There were no characters of colour in this novel whatsoever and this bothered me because in modern day California, Rice had absolutely no excuse for such erasure.  She did however include three gay characters of which one died in a gay bashing.  It was clear that his death was wrong and that his lover suffered, though momentarily - because he was soon caught up in the Chism and involved with another man. Personally, I could have done without another gay death in print and if it had to happen, why couldn't his lover have grieved longer than a New York minute before moving on?

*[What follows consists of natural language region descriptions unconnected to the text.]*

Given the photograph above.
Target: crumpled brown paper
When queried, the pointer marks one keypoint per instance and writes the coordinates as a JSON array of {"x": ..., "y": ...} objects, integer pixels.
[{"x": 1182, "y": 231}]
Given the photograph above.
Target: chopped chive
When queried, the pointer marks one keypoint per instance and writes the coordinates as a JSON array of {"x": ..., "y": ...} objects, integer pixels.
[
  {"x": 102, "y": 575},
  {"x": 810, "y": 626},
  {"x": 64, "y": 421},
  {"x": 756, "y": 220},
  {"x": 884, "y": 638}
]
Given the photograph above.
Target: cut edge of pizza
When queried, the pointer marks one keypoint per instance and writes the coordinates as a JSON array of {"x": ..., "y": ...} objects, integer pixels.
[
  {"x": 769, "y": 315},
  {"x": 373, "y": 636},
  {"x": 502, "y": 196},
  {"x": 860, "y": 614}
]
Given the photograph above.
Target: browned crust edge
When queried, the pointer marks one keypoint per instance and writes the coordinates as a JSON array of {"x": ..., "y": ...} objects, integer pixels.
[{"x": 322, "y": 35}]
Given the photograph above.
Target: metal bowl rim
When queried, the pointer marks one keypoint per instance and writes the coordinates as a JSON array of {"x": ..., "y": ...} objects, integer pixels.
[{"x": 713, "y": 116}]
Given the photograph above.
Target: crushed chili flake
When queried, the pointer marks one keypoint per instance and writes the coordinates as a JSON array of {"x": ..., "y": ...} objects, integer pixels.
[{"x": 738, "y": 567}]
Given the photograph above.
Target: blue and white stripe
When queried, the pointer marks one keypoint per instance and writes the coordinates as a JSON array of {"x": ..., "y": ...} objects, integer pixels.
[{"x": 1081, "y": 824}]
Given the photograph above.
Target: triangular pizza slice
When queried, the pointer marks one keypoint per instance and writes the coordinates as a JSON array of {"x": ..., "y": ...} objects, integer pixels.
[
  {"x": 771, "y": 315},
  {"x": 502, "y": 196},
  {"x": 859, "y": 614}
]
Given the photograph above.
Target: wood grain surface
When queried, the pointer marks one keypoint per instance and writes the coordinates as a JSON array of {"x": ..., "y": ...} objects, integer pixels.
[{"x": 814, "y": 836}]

We had four female characters in his book and we only really got to know two of them. We had Marchent Nideck, who seemed to exist to die painfully and be a source for Reuben's angst.  The poor dear couldn't protect her.  Then there was Celeste, Reuben's over achieving girlfriend, who was quickly discarded and handed off to his best friend.  Laura J. Dennys, who was ultimately deemed worthy of the Chism if she wanted it, completely supported Reuben, offering herself to him that first night when he appeared to her as a beast.  Laura was absolutely passive and of course had  the requisite tragic past.  Finally, we have Reuben's mother the trauma surgeon, who loved her baby boy and grieved that she had lost him to something she could not explain.  Despite all of her talents and love, we were told that it was not Grace who influenced and shaped Reuben's passions, but his retiring father. No, Grace merely nagged him to take his shots and pushed him away from his great purple work as a writer. 

I wish that I could write one thing to recommend this novel, having long been a fan of Anne Rice since I first read Interview With the VampireThe Wolf Gift is simply beyond defense and I cannot fathom what she hoped to achieve with it.  The background lore on the Morphenkind while interesting, was certainly not enough to hold the book together. Furthermore, it was was presented as one huge info dump at the end of the book.  Between Jim the tortured priest, who didn't believe in God, and the little atheist group of those infected with Chism, we were treated to conjecture on the soul and good and evil which imparted no great depth or understanding of the issues of our age.  I found myself just wanting The Wolf Gift to end and was grateful having read the last page that Rice had finally run out of steam.  Clearly, there is going to be a second book in this series and I hope that during the writing of  next book, Rice will recognize that she failed to tell a compelling story because The Wolf Gift failed to impart the complexity of the far more popular Memnoch the Devil.